Yesterday’s news that the state will now attempt to eliminate the Wedge Pack, broken by Northwest Sportsman, set off the proverbial firestorm on our blog. Visitors from as far away as the East Coast and Europe responded to our just-the-facts story with passion.
Like the fires in Central Washington, the angst flared late in the day when the Washington Department of Fish & Wildlife put out a press release picked up by AP and other news sources, and a joint statement with livestock and wolf interests.
The latter is a unique document in that wolf advocates recognize that wolves have to die, and ranchers recognize that they have to do better at raising cattle in wolf country.
What’s happened so far in the Wedge may look like a failure to some powerful politicians, but it’s also a learning experience, for all parties.
Wolf recolonization has to work for everybody, and in the case of the Wedge, things need to be “reset” for Take 2. Let’s hope things don’t get to this point the next go-around.
Statement on Wedge Pack wolf management actions
September 21, 2012
Washington Cattlemen’s Association
Washington Department of Fish and Wildlife
The most important goals of the state’s Wolf Conservation and Management Plan are to promote the recovery of a self-sustaining wolf population and to minimize wolf-livestock conflict. The Wedge Pack of wolves in Northeast Washington, which has engaged in an escalating pattern of attacks on livestock since July, is putting that plan – and those goals — to the test.
There have been 15 documented attacks on cattle this summer, and it is likely that many more attacks have occurred, given the extent and remoteness of the grazing lands in the region. The pack’s pattern of attacks has been continuous, and has escalated in recent weeks. There is a very high likelihood that this pack has switched from the normal pattern of preying on deer, elk, and moose to focus on cattle.
Wolf managers have long recognized that the only way healthy populations of wolves will be sustained is if the problems they cause locally are addressed quickly and effectively. In situations like the one involving the Wedge Pack, experts from across the West agree: Eliminating the pack will help to reset the stage for wolves that are not habituated to livestock to establish themselves in that area.
While this scenario and measures to address it were anticipated in the Wolf Conservation and Management Plan, putting those measures into practice has proven trying for everyone involved. Wolf management is relatively new in Washington, and we have all worked hard to avoid the current situation with the Wedge Pack.
Northeast Washington supports habitat for several predator species, including wolves, bears, and cougars, because prey is abundant. This is also a region where ranchers and their families have made a living for generations and built communities based on raising cattle. It is clear that coexistence between cattle and wolves will require adapting the management of both wolves and livestock.
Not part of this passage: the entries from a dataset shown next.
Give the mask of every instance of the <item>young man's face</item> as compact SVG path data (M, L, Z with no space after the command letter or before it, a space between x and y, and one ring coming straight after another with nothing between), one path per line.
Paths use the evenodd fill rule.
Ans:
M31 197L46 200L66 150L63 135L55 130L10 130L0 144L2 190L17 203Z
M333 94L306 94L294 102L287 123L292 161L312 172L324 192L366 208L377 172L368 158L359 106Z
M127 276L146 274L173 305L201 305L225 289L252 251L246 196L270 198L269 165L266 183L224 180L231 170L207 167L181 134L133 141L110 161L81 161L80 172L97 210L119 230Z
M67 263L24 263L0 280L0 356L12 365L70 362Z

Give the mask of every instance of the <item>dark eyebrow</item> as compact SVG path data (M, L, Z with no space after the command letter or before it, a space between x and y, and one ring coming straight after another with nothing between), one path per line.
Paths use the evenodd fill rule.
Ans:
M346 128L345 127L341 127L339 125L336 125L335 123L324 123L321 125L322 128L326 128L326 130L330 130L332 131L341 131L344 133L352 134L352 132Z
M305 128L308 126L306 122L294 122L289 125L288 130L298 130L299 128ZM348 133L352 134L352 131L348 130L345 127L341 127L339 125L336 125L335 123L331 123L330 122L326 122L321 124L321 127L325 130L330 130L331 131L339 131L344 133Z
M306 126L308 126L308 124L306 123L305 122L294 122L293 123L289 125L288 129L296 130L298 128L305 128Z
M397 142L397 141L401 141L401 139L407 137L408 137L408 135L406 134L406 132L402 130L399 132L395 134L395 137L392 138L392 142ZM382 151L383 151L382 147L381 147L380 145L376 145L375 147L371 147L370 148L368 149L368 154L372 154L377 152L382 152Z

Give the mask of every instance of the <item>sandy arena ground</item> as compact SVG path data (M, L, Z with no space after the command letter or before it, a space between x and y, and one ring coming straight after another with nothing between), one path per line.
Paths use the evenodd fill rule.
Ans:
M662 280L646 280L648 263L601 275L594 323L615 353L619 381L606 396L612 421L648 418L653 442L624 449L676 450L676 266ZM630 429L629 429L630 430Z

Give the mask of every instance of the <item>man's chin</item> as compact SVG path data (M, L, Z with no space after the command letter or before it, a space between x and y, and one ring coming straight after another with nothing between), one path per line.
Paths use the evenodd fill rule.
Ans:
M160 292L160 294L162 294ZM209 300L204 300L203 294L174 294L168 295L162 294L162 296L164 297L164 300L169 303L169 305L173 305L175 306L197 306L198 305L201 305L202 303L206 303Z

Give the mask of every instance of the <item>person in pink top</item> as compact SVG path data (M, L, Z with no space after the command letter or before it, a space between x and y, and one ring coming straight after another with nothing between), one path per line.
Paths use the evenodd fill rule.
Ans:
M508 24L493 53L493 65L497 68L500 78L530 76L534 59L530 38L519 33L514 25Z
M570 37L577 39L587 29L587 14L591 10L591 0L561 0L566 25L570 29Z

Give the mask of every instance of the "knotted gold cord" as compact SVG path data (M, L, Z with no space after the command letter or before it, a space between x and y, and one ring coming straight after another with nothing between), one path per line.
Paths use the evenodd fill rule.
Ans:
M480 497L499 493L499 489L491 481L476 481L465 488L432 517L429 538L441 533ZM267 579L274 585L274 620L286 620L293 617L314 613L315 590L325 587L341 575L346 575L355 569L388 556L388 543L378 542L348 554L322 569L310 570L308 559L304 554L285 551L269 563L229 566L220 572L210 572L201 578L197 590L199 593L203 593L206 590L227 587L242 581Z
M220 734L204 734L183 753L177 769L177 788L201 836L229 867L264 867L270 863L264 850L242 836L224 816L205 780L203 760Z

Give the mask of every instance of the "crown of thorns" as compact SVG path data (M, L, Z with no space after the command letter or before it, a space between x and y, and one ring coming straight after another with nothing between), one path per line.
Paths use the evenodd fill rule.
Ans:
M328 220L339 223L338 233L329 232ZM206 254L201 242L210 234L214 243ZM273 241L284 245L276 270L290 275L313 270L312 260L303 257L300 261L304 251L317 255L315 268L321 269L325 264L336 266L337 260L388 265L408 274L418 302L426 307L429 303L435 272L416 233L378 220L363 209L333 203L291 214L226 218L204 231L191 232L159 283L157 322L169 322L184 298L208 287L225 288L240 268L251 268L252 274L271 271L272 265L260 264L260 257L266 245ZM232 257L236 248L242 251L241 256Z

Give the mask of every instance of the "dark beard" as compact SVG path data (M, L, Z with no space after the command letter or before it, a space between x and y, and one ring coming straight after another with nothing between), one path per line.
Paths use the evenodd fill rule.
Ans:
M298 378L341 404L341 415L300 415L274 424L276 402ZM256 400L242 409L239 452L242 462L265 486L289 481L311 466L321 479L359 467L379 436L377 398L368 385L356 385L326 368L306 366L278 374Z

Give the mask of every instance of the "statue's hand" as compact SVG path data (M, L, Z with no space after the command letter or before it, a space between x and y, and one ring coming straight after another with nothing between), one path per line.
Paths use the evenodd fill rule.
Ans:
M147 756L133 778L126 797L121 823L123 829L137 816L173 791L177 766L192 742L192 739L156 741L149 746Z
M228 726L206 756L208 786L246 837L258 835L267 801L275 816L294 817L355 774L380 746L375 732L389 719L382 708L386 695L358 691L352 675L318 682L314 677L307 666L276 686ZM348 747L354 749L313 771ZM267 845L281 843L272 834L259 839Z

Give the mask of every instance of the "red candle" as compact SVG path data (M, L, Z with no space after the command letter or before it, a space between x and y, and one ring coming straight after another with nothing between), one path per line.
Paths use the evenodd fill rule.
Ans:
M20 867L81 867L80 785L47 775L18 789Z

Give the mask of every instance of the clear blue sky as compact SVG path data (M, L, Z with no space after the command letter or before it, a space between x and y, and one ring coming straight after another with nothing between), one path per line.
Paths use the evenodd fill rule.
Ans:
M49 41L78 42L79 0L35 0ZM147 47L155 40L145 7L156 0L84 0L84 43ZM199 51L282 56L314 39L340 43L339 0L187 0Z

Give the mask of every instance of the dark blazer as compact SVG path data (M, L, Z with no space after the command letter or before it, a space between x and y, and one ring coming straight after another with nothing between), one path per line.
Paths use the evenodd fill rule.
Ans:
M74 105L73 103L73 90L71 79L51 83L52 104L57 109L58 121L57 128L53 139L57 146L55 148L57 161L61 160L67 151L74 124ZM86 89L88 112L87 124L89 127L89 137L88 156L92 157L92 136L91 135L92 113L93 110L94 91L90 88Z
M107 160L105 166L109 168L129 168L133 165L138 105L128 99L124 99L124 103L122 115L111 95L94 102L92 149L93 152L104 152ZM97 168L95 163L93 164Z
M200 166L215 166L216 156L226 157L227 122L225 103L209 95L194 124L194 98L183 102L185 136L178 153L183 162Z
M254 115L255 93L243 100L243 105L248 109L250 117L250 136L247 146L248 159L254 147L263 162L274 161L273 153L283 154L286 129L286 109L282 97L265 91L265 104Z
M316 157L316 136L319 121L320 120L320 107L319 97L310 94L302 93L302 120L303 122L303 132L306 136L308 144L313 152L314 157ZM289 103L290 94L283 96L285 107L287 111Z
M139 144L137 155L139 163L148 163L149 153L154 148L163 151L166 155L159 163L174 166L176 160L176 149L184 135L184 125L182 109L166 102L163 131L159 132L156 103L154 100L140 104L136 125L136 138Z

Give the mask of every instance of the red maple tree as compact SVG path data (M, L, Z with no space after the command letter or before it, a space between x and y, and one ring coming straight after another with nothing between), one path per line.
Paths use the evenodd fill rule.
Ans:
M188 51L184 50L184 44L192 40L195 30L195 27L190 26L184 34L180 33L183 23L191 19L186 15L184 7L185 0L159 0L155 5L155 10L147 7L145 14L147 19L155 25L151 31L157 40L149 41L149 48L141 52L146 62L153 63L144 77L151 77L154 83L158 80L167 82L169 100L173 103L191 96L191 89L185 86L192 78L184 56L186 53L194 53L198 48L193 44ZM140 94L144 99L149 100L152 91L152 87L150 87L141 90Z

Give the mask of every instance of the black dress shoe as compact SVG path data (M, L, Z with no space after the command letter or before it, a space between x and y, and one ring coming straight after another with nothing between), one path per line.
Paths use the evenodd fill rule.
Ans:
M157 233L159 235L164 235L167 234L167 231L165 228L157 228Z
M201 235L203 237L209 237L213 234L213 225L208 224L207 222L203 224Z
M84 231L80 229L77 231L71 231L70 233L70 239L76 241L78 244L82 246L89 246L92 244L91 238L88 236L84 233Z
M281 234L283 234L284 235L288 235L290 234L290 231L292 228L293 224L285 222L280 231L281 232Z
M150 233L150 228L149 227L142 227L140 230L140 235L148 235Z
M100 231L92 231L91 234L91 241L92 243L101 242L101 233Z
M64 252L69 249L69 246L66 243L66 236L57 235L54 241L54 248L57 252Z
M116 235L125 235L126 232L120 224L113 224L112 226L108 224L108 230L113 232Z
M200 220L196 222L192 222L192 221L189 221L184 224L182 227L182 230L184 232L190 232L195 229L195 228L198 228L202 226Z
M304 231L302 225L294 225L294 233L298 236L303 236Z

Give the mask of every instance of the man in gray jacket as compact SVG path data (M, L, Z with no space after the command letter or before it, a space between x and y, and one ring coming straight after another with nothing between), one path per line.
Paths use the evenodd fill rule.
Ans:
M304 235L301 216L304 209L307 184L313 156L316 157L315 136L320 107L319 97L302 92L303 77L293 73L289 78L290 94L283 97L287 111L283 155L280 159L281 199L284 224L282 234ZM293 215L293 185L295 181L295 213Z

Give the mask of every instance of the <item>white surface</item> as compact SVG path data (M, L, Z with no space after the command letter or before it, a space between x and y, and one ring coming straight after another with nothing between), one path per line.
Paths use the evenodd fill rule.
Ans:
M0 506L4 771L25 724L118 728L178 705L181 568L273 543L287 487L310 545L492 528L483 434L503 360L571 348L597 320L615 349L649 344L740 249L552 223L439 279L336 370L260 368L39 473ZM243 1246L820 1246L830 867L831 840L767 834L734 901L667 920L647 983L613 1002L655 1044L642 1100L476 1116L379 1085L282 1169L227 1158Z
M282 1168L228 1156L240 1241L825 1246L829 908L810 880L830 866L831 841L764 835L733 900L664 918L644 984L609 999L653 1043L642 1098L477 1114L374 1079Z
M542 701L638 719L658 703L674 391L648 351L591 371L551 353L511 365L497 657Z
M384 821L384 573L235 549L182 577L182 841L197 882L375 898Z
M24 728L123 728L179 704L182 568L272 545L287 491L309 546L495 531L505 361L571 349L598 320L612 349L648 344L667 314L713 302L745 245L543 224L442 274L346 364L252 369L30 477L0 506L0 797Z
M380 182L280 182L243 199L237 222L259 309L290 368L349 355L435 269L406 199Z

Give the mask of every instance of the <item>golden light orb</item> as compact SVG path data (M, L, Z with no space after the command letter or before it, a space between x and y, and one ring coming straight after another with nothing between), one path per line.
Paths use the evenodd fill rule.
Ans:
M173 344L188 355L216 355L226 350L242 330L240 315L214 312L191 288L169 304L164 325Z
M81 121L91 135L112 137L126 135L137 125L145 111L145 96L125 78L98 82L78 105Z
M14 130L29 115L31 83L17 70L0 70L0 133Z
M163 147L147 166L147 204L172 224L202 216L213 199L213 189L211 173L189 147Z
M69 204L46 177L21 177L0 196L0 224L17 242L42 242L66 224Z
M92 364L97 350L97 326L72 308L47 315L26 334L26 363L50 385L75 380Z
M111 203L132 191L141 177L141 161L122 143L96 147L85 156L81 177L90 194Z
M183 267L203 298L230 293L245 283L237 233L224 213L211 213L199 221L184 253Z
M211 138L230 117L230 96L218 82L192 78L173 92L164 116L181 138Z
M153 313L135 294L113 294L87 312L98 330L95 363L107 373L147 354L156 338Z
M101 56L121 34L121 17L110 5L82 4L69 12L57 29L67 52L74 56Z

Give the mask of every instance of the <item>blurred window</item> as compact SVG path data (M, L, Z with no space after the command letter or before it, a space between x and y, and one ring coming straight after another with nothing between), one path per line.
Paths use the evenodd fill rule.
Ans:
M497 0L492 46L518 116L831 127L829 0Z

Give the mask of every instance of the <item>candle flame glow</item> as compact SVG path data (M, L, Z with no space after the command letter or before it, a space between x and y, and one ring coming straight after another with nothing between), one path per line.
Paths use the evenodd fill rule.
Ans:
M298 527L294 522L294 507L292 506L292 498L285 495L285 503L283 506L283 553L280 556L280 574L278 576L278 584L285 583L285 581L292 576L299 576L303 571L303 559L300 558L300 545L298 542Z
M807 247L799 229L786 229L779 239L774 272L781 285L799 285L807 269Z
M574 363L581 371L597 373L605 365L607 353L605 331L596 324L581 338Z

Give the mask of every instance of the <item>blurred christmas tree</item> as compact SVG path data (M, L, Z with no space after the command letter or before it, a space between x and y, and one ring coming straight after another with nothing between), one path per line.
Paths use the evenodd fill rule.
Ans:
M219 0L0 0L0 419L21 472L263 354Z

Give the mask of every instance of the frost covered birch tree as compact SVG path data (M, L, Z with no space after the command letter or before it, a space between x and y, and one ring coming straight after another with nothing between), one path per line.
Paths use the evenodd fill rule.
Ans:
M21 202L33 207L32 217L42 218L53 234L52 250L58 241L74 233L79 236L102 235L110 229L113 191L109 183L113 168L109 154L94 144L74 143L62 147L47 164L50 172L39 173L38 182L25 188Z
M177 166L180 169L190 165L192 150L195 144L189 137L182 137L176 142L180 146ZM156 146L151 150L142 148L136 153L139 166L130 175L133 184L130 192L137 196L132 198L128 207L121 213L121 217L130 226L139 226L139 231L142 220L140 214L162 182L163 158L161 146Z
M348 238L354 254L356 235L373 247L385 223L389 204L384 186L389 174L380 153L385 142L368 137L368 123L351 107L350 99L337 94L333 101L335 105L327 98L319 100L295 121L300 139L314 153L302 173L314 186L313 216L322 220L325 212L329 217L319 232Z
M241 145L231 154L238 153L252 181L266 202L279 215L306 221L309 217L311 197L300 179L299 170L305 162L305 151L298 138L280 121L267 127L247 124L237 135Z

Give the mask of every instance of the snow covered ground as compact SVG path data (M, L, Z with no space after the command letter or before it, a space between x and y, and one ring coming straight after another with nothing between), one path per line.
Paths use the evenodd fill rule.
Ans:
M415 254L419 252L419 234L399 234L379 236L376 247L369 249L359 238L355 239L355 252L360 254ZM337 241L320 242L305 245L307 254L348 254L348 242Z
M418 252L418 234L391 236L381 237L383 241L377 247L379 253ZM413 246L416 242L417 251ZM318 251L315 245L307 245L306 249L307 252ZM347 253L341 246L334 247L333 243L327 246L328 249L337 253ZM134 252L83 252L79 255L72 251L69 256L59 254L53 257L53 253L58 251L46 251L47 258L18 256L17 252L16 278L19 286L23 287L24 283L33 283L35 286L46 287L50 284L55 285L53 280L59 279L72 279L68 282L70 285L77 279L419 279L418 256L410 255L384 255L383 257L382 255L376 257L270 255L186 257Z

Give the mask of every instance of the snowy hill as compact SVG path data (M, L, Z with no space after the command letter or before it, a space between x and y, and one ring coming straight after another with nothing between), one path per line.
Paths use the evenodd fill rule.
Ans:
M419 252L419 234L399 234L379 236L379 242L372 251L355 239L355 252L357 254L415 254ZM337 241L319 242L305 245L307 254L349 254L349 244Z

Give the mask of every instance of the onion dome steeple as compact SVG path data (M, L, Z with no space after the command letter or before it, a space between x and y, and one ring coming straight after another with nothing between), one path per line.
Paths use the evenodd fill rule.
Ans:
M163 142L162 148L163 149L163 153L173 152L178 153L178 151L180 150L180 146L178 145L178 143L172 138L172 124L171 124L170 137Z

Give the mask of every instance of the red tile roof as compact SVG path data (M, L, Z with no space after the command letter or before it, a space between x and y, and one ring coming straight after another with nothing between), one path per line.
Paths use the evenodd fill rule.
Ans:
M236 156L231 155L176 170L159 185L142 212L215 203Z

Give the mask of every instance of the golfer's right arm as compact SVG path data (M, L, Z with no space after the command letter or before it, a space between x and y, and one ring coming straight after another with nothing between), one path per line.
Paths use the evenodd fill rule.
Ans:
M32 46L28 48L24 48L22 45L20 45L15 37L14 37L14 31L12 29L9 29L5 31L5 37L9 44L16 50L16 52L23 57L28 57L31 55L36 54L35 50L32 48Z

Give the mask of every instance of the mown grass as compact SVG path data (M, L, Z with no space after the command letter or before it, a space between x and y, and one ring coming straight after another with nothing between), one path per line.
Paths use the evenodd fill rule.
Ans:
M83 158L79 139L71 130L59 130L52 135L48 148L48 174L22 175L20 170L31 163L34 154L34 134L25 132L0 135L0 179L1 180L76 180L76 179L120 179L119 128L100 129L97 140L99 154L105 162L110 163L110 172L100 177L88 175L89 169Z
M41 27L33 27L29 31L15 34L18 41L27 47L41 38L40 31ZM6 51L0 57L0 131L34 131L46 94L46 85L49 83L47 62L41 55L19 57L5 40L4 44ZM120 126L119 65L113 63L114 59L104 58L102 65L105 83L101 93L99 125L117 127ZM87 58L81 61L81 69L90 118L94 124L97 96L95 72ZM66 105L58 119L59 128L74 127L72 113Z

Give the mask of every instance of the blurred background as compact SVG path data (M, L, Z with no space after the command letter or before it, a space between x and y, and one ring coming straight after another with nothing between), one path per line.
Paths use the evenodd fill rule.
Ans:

The state’s wolf plan is less than 1 year old. On one hand, we can celebrate the fact that wolves are quickly re-colonizing the state. On the other, we know that promoting wolf recovery while ensuring ranchers do not bear an undue burden will be critical to the long-term recovery of a sustainable wolf population.
Our organizations recognize the need for patience and cooperation if wolf recovery in Washington is to succeed. Washington’s wolf story should be about the recovery of wolves
Now, let’s get some results — on all fronts.